The faulting instruction is a vldr instruction loading the float referenced by *it_pair.first when loading the float from repeated_packed_float/data-one because the address returned is only two byte aligned, but NEON instructions like that require four byte alignment for floats.

I don't think there's an easy fix here - obviously having the actual reader do anything to guarantee alignment is a potentially large performance hit. The alternative is to have the tests copy the value out to an aligned location before testing it.

I guess the question is, what is the pbf_reader supposed to be guaranteeing about the iterators it returns for packed values?

The text was updated successfully, but these errors were encountered:

joto · 2015-11-10T22:57:40Z

Strange that this error didn't show up on Debian's build farm which also includes ARM machines.

The only idea I have how to fix this is to use our own iterator implementation instead of a raw pointer. Not sure how much overhead this would be. Maybe something we can compile only on architectures that have this alignment problem?
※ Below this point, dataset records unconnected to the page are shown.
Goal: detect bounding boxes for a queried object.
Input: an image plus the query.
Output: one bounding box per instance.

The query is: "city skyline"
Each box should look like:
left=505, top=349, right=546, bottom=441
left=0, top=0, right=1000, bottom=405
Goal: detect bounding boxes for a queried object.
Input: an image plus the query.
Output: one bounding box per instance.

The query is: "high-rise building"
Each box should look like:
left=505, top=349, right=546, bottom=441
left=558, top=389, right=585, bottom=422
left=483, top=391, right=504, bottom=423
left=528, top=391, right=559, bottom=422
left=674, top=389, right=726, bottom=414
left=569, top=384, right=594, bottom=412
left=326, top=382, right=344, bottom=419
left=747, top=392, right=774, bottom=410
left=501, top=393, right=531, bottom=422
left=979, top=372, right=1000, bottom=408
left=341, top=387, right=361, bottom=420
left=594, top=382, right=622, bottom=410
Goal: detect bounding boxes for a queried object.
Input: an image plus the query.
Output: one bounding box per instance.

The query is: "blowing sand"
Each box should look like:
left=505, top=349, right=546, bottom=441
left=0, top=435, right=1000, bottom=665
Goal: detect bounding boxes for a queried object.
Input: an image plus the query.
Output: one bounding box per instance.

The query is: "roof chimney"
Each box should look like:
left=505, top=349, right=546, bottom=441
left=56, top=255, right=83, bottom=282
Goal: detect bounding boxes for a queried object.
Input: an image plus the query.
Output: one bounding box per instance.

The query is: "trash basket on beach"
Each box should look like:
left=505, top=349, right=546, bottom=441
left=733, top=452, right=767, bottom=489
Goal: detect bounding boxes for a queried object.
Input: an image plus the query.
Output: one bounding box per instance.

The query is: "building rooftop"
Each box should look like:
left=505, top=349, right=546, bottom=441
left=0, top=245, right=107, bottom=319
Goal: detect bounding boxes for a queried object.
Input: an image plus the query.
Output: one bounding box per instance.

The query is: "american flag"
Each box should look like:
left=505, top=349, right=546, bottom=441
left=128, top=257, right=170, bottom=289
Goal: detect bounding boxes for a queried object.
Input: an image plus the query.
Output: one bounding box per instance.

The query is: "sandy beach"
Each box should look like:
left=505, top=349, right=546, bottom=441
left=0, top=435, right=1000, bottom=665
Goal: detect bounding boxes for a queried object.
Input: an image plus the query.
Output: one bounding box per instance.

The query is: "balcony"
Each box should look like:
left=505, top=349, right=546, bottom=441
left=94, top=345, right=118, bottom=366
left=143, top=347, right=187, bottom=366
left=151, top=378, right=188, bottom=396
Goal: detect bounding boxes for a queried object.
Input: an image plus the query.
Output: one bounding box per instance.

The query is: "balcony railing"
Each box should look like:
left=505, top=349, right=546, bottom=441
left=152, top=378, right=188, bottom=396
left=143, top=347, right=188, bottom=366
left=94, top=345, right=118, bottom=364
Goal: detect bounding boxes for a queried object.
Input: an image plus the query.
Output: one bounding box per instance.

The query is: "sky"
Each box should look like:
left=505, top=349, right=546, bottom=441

I need to think about this.

tomhughes · 2015-11-10T23:02:15Z

Yeah it shows up on the Fedora build farm, which is real hardware, but not in a qemu VM. I managed to debug it because there's a real hardware box I can get on to with my Fedora credentials.

To start with it will only happen if you target an instruction set with NEON support, and my assumption is that qemu is not properly generating alignment faults for those instructions, which are supposed to fault without giving the OS a chance to fix it up as linux does with the base instruction set on ARM.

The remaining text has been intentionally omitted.